Tuesday 20 August 2019

Call for ban of 'anything but voluntary' school payments

Stock photo
Stock photo

Wayne O’Connor

Labour wants to ban €45m worth of school payments made by families to fund school trips and extra-curricular activities that leave hard-pressed parents feeling “shame” and embarrassment.

Under new proposals being debated in the Seanad today schools will no longer be able to seek voluntary contributions from parents.

These are sums paid on top of school books and uniforms, often used to fill funding gaps in schools.

Labour spokesperson on education Aodhán Ó Ríordáin said such payments are “anything but voluntary” and put parents under undue pressure.

Labour Party senator Aodhán Ó Ríordáin Picture: Collins
Labour Party senator Aodhán Ó Ríordáin Picture: Collins

He said parents who cannot afford to make contributions to their child’s school are left with a sense of “shame” and are less likely to take part in school activities and parent-teacher meetings as a result.
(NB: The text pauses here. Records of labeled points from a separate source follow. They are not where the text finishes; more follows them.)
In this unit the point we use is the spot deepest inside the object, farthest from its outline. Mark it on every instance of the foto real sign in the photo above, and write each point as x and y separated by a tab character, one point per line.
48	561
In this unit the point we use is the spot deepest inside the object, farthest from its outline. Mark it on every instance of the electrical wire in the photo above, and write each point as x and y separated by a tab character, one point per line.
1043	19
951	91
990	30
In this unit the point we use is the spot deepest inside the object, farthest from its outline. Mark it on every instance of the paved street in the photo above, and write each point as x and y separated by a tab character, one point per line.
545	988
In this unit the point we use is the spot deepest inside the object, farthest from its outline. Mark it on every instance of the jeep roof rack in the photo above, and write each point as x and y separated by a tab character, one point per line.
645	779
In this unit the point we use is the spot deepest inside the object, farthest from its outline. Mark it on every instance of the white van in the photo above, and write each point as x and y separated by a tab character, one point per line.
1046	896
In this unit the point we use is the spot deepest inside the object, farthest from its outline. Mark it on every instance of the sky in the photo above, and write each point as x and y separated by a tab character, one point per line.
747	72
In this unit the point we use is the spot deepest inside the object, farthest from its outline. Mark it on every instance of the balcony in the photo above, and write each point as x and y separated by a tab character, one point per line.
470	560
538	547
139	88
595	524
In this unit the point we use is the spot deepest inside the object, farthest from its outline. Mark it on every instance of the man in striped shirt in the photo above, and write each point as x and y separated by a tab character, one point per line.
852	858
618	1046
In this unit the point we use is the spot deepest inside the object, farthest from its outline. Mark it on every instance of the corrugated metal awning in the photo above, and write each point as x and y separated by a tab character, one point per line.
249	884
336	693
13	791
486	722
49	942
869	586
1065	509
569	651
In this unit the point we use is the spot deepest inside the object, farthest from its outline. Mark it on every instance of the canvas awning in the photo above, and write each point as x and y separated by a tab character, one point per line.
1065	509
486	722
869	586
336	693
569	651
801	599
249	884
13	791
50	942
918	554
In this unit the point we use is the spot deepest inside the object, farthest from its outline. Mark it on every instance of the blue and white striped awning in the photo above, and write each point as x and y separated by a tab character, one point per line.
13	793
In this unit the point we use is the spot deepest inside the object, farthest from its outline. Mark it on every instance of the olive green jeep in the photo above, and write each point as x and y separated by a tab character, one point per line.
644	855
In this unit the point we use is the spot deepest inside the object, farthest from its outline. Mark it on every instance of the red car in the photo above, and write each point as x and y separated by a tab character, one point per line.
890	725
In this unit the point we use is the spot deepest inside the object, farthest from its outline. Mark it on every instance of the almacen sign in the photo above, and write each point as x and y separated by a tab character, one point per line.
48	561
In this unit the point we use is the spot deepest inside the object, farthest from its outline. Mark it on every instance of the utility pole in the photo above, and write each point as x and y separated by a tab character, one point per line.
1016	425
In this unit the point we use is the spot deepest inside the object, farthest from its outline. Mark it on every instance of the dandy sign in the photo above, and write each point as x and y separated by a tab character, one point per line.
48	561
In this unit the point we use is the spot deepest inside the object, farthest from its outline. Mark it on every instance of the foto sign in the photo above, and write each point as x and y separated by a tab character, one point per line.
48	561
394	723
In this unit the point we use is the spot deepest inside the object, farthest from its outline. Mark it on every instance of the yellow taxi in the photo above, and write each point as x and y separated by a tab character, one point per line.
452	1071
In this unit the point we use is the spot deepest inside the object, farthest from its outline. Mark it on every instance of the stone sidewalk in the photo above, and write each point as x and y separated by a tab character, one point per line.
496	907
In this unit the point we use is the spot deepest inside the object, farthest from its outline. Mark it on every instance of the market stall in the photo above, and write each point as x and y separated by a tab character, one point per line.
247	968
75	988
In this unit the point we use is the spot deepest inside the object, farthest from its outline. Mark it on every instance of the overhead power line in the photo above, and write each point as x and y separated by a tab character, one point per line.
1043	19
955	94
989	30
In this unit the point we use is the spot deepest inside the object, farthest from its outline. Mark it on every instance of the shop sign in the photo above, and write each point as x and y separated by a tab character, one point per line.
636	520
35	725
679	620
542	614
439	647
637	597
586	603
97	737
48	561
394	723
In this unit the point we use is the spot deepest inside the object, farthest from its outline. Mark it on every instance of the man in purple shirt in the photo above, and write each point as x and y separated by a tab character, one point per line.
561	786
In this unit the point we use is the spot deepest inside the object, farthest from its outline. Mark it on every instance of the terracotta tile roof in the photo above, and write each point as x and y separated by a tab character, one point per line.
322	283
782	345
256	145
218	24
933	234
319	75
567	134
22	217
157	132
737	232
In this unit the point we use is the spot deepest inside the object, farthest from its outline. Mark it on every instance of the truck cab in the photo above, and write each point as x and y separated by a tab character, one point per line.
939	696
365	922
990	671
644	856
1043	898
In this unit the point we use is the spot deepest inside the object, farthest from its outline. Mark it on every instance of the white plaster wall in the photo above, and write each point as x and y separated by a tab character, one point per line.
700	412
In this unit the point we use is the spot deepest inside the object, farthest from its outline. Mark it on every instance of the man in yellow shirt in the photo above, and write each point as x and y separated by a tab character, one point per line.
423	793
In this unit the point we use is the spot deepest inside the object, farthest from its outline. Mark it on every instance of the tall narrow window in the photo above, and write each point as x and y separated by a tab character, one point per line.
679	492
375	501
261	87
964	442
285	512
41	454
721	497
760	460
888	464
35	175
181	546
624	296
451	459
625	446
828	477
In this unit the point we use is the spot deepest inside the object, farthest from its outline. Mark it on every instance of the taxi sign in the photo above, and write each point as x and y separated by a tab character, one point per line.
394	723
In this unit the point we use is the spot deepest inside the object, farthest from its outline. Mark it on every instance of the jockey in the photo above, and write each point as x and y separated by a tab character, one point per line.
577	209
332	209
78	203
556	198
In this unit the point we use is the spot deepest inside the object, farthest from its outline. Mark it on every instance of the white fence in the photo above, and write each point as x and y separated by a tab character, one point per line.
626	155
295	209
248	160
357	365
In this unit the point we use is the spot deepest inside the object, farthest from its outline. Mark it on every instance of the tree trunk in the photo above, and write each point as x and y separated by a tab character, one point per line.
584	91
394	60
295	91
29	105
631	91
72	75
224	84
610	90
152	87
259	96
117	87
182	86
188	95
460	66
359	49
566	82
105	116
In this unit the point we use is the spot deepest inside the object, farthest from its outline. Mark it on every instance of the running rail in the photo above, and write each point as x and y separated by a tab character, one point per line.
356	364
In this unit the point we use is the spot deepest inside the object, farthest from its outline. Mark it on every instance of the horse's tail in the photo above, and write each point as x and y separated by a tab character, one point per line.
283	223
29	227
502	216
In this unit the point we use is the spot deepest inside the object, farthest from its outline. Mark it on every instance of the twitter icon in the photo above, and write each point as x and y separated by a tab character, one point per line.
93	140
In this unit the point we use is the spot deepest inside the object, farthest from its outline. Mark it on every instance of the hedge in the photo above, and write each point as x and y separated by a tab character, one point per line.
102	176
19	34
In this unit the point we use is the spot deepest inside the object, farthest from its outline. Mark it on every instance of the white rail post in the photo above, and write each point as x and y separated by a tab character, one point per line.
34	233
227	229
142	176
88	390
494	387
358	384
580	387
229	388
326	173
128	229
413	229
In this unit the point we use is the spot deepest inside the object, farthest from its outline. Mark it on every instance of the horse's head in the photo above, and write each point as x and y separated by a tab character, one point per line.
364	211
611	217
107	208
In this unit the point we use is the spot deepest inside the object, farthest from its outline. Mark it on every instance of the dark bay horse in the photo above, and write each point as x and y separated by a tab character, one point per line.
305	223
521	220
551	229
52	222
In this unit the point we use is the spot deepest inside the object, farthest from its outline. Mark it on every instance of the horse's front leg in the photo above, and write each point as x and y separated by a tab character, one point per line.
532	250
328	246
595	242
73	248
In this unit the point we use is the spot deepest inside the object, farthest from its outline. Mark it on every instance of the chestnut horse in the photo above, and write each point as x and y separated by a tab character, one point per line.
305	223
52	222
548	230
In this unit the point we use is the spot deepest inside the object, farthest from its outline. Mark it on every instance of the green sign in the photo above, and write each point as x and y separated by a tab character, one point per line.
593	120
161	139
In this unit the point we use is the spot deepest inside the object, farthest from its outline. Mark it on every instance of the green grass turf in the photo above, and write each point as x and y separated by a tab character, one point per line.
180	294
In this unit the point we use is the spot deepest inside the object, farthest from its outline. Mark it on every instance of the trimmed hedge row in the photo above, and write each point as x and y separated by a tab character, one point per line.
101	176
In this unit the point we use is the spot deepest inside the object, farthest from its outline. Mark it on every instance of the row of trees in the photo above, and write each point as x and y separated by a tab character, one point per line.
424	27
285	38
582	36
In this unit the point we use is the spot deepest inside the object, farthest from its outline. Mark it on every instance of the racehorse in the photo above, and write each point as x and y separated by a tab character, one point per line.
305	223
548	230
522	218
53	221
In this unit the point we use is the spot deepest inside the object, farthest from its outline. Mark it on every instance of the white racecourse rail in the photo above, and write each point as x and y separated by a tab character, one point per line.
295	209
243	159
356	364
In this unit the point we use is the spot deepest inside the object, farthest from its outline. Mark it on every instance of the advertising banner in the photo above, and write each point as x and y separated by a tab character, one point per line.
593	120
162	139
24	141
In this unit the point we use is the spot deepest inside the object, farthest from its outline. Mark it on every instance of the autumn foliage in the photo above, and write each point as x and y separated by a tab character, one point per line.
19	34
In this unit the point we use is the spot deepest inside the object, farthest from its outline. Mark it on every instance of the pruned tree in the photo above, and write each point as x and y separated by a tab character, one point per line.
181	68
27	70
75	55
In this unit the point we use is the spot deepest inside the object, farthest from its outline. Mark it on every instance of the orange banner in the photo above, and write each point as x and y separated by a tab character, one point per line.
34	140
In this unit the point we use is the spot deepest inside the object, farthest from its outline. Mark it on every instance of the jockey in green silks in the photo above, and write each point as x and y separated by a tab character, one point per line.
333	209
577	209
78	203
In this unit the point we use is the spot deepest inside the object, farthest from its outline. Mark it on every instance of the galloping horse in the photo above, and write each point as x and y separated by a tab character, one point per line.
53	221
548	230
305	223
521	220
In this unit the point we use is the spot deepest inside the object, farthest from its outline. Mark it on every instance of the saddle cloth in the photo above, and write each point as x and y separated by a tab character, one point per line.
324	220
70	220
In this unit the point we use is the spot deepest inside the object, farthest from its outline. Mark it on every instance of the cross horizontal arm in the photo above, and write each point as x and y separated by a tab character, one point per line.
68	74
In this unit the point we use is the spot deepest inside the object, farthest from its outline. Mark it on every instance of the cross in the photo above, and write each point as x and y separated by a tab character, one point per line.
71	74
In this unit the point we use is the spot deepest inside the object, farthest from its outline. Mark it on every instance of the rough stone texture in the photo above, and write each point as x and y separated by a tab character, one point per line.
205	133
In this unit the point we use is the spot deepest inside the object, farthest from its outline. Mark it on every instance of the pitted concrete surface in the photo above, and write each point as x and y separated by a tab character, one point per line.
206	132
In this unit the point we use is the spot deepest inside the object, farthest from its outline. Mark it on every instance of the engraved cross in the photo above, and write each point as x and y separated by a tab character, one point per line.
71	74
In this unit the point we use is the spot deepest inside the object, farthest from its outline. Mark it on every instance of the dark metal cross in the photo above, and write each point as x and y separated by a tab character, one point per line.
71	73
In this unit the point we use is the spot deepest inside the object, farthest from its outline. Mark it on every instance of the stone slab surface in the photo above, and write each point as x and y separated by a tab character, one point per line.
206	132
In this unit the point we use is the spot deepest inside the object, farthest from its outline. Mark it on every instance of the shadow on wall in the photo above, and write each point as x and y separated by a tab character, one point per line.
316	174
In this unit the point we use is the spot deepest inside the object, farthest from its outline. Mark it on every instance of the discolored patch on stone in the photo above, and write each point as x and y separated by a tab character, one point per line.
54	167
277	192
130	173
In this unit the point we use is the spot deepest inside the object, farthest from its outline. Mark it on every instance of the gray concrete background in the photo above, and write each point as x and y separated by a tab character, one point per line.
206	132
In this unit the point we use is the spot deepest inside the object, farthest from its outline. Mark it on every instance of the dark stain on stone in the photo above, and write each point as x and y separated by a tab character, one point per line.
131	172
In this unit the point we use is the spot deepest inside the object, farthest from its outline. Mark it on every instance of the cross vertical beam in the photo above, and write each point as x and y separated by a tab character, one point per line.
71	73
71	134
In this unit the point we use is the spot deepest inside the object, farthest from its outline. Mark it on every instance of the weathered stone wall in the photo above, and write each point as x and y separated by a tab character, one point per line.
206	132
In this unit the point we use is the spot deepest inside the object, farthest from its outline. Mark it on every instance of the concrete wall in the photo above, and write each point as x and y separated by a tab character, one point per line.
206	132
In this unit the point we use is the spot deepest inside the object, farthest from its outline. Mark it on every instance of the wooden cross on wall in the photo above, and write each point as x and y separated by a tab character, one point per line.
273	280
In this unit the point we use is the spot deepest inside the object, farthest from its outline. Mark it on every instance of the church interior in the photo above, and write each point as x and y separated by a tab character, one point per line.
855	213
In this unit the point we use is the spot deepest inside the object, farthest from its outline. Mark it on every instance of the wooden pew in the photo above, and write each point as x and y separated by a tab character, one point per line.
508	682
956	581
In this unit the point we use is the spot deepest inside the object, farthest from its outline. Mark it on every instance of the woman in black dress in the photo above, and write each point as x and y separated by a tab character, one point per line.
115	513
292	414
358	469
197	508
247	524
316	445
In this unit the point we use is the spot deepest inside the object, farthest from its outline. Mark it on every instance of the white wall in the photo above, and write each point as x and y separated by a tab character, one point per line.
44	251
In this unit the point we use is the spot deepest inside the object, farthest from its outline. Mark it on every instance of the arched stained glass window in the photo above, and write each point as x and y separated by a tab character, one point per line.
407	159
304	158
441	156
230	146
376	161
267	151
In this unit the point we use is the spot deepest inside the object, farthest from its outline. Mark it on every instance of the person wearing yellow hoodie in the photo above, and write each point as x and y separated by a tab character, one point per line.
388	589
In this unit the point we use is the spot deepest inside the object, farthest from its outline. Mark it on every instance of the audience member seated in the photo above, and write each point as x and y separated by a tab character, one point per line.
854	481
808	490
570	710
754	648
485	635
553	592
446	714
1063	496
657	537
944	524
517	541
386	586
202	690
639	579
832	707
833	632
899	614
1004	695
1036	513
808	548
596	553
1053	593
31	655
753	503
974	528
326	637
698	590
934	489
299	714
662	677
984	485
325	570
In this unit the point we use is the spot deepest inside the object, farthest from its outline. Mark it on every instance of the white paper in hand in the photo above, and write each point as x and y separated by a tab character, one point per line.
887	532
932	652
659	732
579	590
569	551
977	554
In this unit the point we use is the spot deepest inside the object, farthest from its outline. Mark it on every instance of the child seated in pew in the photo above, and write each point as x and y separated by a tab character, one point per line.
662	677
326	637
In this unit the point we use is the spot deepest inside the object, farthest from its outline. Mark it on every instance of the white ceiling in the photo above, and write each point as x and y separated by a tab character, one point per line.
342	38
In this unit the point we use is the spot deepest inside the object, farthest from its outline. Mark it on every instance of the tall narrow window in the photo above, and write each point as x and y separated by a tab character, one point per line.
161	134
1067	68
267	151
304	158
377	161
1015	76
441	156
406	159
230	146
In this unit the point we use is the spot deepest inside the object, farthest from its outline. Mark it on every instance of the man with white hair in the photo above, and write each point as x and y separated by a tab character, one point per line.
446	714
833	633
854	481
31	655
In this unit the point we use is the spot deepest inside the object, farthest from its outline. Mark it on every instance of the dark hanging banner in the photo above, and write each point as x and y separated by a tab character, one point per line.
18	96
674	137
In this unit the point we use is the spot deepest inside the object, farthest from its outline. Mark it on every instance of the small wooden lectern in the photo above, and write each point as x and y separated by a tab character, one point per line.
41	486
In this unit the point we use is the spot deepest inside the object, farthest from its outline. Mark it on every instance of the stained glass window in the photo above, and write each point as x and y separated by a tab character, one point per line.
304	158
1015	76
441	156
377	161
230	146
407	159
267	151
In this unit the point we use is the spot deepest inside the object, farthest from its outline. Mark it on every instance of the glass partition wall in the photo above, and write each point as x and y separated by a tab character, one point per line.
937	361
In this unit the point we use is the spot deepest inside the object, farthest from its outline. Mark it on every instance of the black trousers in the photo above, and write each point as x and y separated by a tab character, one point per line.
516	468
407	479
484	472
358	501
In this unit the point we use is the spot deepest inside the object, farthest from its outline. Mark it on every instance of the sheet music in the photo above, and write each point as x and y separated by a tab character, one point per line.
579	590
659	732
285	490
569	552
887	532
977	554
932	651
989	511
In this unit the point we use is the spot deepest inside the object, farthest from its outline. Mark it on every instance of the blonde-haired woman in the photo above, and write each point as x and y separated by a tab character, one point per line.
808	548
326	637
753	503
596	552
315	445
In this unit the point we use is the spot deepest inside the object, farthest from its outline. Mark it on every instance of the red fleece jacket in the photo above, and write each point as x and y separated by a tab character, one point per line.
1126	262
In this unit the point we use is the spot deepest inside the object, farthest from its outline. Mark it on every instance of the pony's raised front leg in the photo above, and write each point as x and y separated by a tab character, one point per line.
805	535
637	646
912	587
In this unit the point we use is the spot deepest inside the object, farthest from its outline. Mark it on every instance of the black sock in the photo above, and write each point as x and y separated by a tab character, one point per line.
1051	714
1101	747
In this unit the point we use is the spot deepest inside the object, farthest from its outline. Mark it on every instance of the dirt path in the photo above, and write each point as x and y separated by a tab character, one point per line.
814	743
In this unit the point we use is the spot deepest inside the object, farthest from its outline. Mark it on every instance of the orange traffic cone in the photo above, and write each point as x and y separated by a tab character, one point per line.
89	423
"Parents shouldn’t be forced to pick up the tab for the failure of the Government to fund the actual costs of educating our children. Voluntary contributions are a marker of an education system which is inadequately funded and they place an unfair burden on families.

”We are calling for voluntary contributions to be done away with. The legislation I introduced in the Seanad to ban these so-called 'voluntary' contributions will today move to the second stage in the Seanad. We also outlined costed plans to make primary education free part of our alternative budget for 2019.”

The Government will not be opposing Free Education (Prohibition of Fees and Charges) Bill but has a number of concerns about the impact the ban will have on book rental schemes, school trips to zoos, swimming pools and transport costs being passed on to schools.

Education Minister Joe McHugh is to seek the advice of the attorney general about the Government’s concerns.